Wo das Bayern-Selbstvertrauen in Augsburg den größten Knacks bekommen hat, unterstreicht eine Aussage von Neuer: "Was mir Sorge macht, dass wir zu wenig Torchancen hatten. Wir müssen mehr Mut haben." 369 Pässe spielten die Bayern zwar, davon über 87 Prozent erfolgreich (FC Augsburg: 56 Pässe, 64,29 Prozent erfolgreich). Doch die meisten gingen nicht in gefährliche Zonen.
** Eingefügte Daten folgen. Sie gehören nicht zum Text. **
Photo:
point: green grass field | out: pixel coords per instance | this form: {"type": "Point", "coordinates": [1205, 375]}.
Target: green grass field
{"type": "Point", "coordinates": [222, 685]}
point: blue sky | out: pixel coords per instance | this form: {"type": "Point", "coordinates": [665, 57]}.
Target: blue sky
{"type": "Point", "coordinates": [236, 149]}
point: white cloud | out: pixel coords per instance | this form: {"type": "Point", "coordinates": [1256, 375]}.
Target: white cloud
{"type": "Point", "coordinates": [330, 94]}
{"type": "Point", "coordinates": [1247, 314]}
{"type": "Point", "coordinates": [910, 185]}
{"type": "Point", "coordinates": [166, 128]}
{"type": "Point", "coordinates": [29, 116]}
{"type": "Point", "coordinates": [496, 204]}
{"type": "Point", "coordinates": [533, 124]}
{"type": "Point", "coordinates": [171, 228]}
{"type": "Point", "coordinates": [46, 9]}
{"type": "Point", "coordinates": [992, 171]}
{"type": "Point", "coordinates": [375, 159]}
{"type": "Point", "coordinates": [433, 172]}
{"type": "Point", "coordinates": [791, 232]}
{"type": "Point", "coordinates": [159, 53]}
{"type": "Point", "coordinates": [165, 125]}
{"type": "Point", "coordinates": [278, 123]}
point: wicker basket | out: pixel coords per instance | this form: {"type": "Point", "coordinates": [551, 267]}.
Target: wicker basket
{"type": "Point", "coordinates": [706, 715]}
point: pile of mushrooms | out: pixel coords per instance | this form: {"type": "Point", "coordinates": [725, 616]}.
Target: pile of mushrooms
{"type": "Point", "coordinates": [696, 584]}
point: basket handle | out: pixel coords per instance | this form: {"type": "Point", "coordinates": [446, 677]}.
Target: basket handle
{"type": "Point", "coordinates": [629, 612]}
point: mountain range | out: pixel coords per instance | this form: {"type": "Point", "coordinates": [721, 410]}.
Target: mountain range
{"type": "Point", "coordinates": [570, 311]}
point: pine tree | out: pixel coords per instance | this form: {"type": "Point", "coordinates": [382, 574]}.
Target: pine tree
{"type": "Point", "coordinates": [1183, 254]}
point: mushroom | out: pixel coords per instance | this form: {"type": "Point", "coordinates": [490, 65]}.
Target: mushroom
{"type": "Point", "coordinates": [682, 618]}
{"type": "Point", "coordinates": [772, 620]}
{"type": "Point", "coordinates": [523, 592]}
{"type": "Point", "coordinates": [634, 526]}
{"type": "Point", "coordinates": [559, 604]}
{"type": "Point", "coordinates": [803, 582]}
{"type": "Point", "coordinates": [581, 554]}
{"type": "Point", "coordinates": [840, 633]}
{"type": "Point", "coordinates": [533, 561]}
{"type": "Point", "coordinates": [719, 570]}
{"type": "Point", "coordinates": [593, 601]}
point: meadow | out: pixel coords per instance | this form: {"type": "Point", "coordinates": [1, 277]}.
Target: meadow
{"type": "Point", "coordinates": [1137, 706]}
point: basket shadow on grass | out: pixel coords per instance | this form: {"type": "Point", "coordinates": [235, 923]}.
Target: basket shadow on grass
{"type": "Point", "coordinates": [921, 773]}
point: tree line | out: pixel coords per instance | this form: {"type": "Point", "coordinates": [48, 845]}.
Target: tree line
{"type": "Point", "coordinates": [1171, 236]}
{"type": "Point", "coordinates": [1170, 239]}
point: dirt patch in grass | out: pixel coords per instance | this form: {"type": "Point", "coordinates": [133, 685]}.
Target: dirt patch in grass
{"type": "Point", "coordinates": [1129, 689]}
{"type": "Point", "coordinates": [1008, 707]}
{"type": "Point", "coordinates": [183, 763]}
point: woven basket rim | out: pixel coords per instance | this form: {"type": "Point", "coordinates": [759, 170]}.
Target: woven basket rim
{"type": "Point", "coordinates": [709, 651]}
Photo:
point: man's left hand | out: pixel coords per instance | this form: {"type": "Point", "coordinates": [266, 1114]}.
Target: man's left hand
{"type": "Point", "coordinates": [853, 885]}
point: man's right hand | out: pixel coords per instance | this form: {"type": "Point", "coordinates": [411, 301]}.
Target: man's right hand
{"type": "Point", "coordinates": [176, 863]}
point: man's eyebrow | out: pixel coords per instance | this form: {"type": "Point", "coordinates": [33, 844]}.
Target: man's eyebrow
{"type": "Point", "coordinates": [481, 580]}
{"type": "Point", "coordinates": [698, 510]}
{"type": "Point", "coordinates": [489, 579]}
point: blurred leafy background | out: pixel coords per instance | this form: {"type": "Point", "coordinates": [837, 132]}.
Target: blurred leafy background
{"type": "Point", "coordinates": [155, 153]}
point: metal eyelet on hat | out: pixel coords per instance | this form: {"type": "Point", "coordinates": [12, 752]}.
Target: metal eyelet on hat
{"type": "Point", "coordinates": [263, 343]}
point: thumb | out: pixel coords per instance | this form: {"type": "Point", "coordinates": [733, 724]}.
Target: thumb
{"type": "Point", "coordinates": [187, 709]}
Rückpässe statt Torvorlagen

Die Krux: "Jeder zweite Ball im Sechser-Raum war ein Rückpass, selten nach vorne gerichtet. In der ersten Halbzeit war das noch viel extremer als in der zweiten", analysierte Nagelsmann. Selten wurde der wegen Corona-Quarantäne pausierende Joshua Kimmich als Taktgeber so vermisst wie in Augsburg.

FC Augsburg: Weinzierls "Achterkette"

Mit Alphonso Davies und Jamal Musiala versuchte es Nagelsmann in der zweiten Hälfte dann noch mit "zwei sensationellen Fußballer" (O-Ton FCA-Coach Weinzierl). Der Bayern-Druck nahm zu, "das hat uns weh getan", bekannte Weinzierl: "Aber mit der Fünferkette und den drei Mann davor haben wir das mit sehr viel Laufbereitschaft und Willen verteidigt und auch nicht die 100-prozentigen Chancen zugelassen." So einfach bezwingt man den FC Bayern.